Emotional-speech analysis

Researchers at Dublin Institute of Technology’s Digital Media Centre are developing technology that recognises emotion conveyed in a person’s speech.

Researchers at Dublin Institute of Technology’s Digital Media Centre (DMC) are developing technology that recognises emotion conveyed in a person’s speech.

The DMC’s Emovere project aims to identify the most appropriate acoustic characteristics to use in emotional-speech analysis and investigate advanced machine learning techniques for the recognition of emotion in speech.

It is anticipated the technology could be used in applications as diverse as animation and automated telephone helplines.

Researchers Sarah Jane Delany and Charlie Cullen will spend four years processing recordings from volunteers who will verbally express emotions such as anger, sadness and elation.

Cullen said they will focus on the shape and rhythm of the recordings’ acoustic signals through techniques inspired by music.

Their methods differ from other groups that have studied emotional speech recognition, he said. While others considered the shapes of signals, no one has yet developed a way to classify them.

‘We take an approach similar to what is done in music,’ he said. ‘We only take four points: the first, last, highest and lowest. That gives us the discreet shape for the speech track. We then compare several hundred of these shapes so we can delineate between different emotions.’

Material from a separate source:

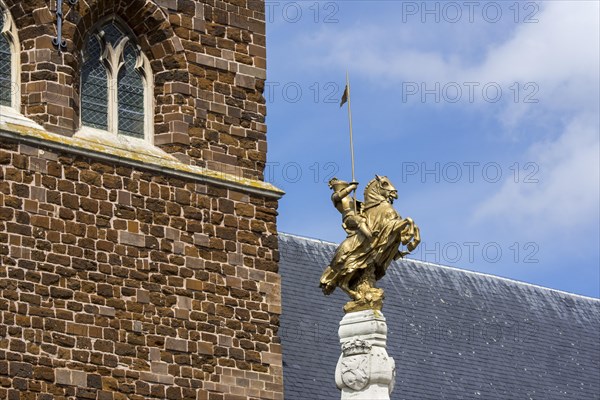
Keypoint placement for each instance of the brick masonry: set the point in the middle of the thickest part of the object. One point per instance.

Cullen explained the group will classify the rhythm of a person’s voice using a patent-pending method known as vowel stress tagging framework.

‘When someone gets excited you get more clusters of vowels,’ he said. ‘We want to know the relative length between the vowels and the position of the vowels. What we’re trying to do there is effectively take the same kind of principles in music notation and use them for speech notation.’

Cullen and Delany hope this data will help them develop algorithms for emotion-recognition software.

Delany explained initial applications for the technology could be in animation. Their software could process the speech of digital animated character’s voice and match its movement to the emotion.

A prototype has been developed to demonstrate this, but Delany said applications for the technology could go well beyond animation.

‘In any sort of telephone help-desk scenario, if you had something monitoring the user’s voice, it could send alarms or triggers if something got heated,’ she added.

Siobhan Wagner